The Design

Research Design

This co-designed project used a teacher-as-researcher approach where teachers were co-researchers, an innovation on a recognised method of Participatory Action Research (PAR) (Kapoor & Jordan, 2009). The project involved Principals, Prep teachers and students enrolled in prep classrooms across 2 Queensland State schools from the Brisbane Metropolitan Region.

The teacher-researchers engaged in workshops to ignite their curiosity and understanding of the process of being a teacher-researcher. Throughout the workshops teacher-researchers were engaged with identifying the topic and the design of the research. This project collected video-recordings of classroom practices and researchers supported teachers to gain children’s reflections on these video-recordings. As ‘insiders to practice’, children were well positioned to provide their views on their classroom activities and experiences of participation, communication, and their own sense of belonging. The video-recordings provided exemplars of classroom practice for analysis. Repeated viewings of the video-recorded interactions enabled teacher-researchers to explicate talk and identify such actions as the openings, closings, actions, turns of talk, interruptions, use of digital tools/resources within the interaction. Exemplars of the video-recordings showing teaching practices, the activities of teachers-as-researchers and views of children were used for the resulting online modules.

The project had four phases:

Phase 1: Becoming a Teacher-researcher: Identifying the topic

Workshop 1 brought together teacher-researchers and researchers to investigate the topic of a ‘global child’ and supporting diverse learners, from a participant perspective.

Phase 2: Investigating everyday practice: Video-ethnography

QUT researchers conducted video-recording activities in the teacher-researchers’ classroom over four days. This phase was foundational for the following phases.

Phase 3: Empowering learners: Video-stimulated accounts

Teacher-researchers conducted video-stimulated accounts with learners to gain their perspectives and become pedagogical informants.

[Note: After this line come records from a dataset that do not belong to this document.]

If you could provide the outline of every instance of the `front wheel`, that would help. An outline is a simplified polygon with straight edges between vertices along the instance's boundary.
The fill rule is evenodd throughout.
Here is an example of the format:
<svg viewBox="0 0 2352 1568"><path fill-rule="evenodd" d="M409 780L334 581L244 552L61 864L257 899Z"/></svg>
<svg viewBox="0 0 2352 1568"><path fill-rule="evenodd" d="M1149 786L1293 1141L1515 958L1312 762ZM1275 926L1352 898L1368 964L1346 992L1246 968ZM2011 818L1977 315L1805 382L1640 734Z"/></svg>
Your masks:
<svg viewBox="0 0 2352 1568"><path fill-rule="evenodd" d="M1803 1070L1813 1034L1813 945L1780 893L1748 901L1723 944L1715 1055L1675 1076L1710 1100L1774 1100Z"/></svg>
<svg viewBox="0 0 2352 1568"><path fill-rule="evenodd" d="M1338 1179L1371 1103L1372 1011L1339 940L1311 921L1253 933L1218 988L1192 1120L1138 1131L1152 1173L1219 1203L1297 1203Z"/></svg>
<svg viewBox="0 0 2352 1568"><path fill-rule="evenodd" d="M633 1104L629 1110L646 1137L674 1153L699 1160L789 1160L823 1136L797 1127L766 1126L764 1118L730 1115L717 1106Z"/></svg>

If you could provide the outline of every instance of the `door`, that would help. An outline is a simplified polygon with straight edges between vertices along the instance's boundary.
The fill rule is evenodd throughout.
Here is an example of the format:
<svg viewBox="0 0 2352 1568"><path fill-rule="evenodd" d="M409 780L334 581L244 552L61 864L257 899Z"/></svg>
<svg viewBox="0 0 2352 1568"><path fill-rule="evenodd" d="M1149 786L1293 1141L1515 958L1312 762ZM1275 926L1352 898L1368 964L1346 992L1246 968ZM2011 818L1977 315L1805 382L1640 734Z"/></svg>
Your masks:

Phase 4: Being a teacher-researcher: Analysis

Workshop 2 supported teacher-researchers to engage with the analytical method of conversation analysis to reflect on their own practices and the perspectives of the children in their classrooms. This analysis contributed to a strengths-based approach for professional learning modules that a) outlined the innovative professional learning model focusing on the teacher as researcher and b) highlighted exemplary practices for inclusive practice to empower all learners as effective global citizens.